Cada golpe, cada intento de defensa, cada ataque de los prisioneros había sido planeado para desestabilizarlos.
Los prisióneros ahora entendían que todos este tiempo los manipuló a todos con su poder.
Los prisióneros le pedían que porfavor parará de darles más poder!
—¡Basta…!
—gritó Roger, intentando reaccionar—.
Esto… no puede ser… Cristel seguía dándoles más, y la energía recorrió a los prisioneros, aumentándoles el poder hasta niveles que sus cuerpos apenas podían sostener.
Los prisióneros tenían que hacer algo y rápidamente dejaron de pelear contra Roger y Selindra, y fueron contra Cristel, para poder detenerlo.
Los más fuertes del grupo se abalanzaron contra este, pero fue inútil, cristel los esquivo, hasta que…
Uno a uno comenzaron a caer, sus músculos quemando, sus huesos retumbando bajo la presión de la magia.
Algunos trataron de atacar a Cristel, pero incluso sus movimientos eran torpes, lentos y descoordinados.
—¡No… más!
—gritó un prisionero, pero la voz se perdió entre los gritos y explosiones de poder.
Con un gesto casi despreocupado, Cristel detuvo la corriente de poder.
Los prisioneros, agotados y derrotados, cayeron al suelo, muertos por el exceso de fuerza que él mismo les había dado.
Sus cuerpos yacían esparcidos, algunos sangrando, otros simplemente desplomados, mientras Roger y Selindra apenas podían creer lo que acababan de presenciar.

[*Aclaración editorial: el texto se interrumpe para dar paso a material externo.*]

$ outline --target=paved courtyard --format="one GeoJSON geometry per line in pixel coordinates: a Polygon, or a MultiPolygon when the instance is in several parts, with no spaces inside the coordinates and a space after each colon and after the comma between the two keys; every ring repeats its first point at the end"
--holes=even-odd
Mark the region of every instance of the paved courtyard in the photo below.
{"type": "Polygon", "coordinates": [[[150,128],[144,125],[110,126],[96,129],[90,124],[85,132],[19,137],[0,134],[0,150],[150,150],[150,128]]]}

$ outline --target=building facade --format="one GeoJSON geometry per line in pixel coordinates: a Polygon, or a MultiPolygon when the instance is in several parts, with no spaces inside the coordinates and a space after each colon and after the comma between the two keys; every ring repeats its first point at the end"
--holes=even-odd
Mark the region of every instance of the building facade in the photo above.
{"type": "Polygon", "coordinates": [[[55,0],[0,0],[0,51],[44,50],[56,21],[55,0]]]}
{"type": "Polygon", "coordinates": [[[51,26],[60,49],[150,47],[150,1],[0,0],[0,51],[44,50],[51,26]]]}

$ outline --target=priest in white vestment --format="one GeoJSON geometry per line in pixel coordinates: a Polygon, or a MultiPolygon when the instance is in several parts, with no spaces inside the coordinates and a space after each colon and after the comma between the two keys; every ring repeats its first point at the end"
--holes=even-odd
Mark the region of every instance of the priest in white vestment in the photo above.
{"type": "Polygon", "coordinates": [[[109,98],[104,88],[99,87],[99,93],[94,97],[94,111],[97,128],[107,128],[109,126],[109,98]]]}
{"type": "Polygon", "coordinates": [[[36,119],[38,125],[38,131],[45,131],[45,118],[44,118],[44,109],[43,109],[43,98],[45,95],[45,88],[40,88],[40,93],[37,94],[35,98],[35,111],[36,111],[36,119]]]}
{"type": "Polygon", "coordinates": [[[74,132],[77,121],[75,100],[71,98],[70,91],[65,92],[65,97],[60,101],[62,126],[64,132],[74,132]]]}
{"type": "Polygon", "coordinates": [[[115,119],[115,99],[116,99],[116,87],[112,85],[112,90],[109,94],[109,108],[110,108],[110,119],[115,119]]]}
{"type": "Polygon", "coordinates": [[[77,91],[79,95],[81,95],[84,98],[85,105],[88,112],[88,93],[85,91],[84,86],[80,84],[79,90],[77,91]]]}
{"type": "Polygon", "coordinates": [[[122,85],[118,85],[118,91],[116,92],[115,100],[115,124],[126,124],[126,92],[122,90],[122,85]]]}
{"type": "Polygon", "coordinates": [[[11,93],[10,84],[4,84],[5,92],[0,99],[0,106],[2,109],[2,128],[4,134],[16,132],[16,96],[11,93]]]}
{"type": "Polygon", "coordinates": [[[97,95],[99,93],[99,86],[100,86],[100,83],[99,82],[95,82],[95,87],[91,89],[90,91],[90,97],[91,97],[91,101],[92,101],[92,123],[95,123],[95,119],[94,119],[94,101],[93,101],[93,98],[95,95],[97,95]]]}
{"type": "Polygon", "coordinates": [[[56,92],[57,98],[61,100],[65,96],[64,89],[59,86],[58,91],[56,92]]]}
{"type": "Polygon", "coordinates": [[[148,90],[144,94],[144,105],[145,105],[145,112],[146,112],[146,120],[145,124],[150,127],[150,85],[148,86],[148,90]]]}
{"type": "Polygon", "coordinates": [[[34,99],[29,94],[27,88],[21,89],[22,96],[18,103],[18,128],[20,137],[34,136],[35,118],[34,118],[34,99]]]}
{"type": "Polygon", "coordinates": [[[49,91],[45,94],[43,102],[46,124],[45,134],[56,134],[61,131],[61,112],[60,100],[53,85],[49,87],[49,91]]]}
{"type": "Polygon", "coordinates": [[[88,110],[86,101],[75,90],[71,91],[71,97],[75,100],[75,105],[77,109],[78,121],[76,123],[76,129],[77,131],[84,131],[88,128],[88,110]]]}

Uno de los prisioneros, el más fuerte, logró arrastrarse unos metros hacia Cristel, intentando levantarse.
Pero Cristel, con una sonrisa que mezclaba calma y malicia, extendió su mano: —Ven… te ayudaré.
El prisionero la tomó con esperanza, solo para ser lanzado violentamente al aire.
En el vuelo, un hechizo lo desintegró en mil pedazos.
Roger y Selindra quedaron paralizados, incapaces de apartar la mirada.
La risa de Cristel resonaba en el aire, dejando una sensación de vacío absoluto.
—No se preocupen por mí —dijo, mientras comenzaba a alejarse—.
Muy pronto llegaré a Velthar… y este mundo… será mío.
Ustedes, sin embargo, podrán observar como poco a poco, mi plan de no solo dominar este mundo, si no más de uno, se hará realidad, por ahora me hire al mío porque mi trabajo aquí ya está hecho y debo mejorar más cosas.
Hasta pronto…
Sin darles oportunidad a reaccionar, Cristel se lanzó contra ellos a gran velocidad, golpeando a ambos en el estómago y dejándolos tendidos en el suelo.
Luego, con la misma calma que lo había acompañado desde su llegada, desapareció, abriendo un portal hacia su mundo y posteriormente este, cerrándose.
Eldrys estaba destruida, silenciosa y vacía, salvo por Roger y Selindra, que yacían entre los escombros, viendo las ruinas de su hogar y comprendiendo que nadie, ni siquiera ellos mismos, podrían detener a Cristel… al menos por ahora.